Lei mi scrutò per un po' ed infine, annuì incominciando a dirmi qualcosa che non capii. Così, mi aiutai col traduttore invitandola a registrare la sua voce mentre lentamente la frase prendeva forma.

«Mi puoi indicare il posto? Ne saresti capace?» Le domandai pigiando sullo schermo finché dopo aver udito la traduzione , annuì, riferendomi anche che non fosse molto lontano da dove lei vivesse. Invitai la bambina a salire nel mio veicolo per riportarla a casa e mi fermai in un negozio lungo la strada affine di comprarle un paio di scarpe, dei vestiti ed un giubbotto. Infine, dopo che mi indicò con precisione dove vivesse, fermai l'auto e diedi un'occhiata al luogo circostante. Nulla a che vedere con la Istanbul che avevo visto finora. Palazzine cadenti, strade rovinate, fattoni appollaiati sui marciapiedi e senzatetto ad ogni cassonetto dell'immondizia.

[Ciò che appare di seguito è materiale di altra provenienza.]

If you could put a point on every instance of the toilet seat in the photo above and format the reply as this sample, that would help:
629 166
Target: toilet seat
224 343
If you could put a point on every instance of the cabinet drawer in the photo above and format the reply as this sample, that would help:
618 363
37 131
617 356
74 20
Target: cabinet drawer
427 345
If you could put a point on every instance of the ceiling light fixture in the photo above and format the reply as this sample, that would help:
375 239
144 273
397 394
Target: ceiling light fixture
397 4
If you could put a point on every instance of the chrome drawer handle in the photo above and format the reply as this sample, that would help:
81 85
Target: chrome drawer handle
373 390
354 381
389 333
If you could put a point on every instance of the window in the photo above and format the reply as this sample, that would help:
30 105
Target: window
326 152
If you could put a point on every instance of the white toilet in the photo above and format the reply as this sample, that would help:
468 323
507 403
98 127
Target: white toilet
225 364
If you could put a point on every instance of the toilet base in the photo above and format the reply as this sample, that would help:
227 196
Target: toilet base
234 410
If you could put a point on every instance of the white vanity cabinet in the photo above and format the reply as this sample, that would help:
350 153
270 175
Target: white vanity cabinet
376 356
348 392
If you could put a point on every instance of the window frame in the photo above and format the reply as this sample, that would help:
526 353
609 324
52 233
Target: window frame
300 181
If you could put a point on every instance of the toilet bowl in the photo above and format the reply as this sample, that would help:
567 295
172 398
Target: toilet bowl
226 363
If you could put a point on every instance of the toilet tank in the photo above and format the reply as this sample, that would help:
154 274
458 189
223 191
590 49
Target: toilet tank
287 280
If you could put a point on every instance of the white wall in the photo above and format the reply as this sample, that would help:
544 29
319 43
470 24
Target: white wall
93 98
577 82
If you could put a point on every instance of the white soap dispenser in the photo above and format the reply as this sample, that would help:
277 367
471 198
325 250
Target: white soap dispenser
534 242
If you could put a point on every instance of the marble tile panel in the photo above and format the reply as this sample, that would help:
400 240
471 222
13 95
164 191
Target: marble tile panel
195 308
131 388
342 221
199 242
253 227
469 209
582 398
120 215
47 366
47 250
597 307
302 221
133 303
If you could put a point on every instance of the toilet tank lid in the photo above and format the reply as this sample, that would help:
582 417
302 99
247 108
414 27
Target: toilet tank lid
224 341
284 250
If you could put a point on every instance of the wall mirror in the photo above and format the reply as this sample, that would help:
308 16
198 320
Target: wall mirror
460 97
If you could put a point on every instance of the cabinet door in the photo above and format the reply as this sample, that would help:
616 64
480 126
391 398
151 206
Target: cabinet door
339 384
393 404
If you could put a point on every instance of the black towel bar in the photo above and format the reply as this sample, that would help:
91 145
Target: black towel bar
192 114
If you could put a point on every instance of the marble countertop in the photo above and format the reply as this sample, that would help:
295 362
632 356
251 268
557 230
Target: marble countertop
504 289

Cristo Santo, mormorai a denti stretti dando un'occhiata in giro finché lei mi afferrò per mano per trascinarmi con se.
La prima sensazione che ebbi fu ...pace.
Una pace inspiegabile.
Non seppi come spiegarlo a me stesso in quell'istante, ma guardandola e sentendomi così bene, avrei giurato che il bambino che Ivy portava in grembo e che perse per colpa mia, sarebbe stata una femmina.

La mia bambina.

La guardai attentamente immaginando come sarebbe stata mia figlia, considerando che se le cose fossero andate bene ed Ivy avesse portato la gravidanza al termine, a quell'ora avrebbe avuto pochissimi mesi. Il cuore mi galoppò in gola fino a mozzarmi il fiato mentre pensai a quanto tempo inutile avessi perso a detestarla con tutta l'anima. Una volta mio padre mi disse qualcosa che mi restò impressa per sempre. Lui era un uomo tutto d'un pezzo, parlava poco ma diceva sempre cose sensate. Di valore estremo. Insegnamenti di vita da custodire come un tesoro prezioso. Una volta eravamo fuori in campeggio, insieme. Lui amava il cielo e le sue immense sfaccettature tramandando quella passione per l'astronomia anche a me. Accese il fuoco e si impuntò a fissare il cielo per un po' mentre mi chiesi che cosa ci fosse di tanto bello lassù, tanto da catturare la sua totale attenzione.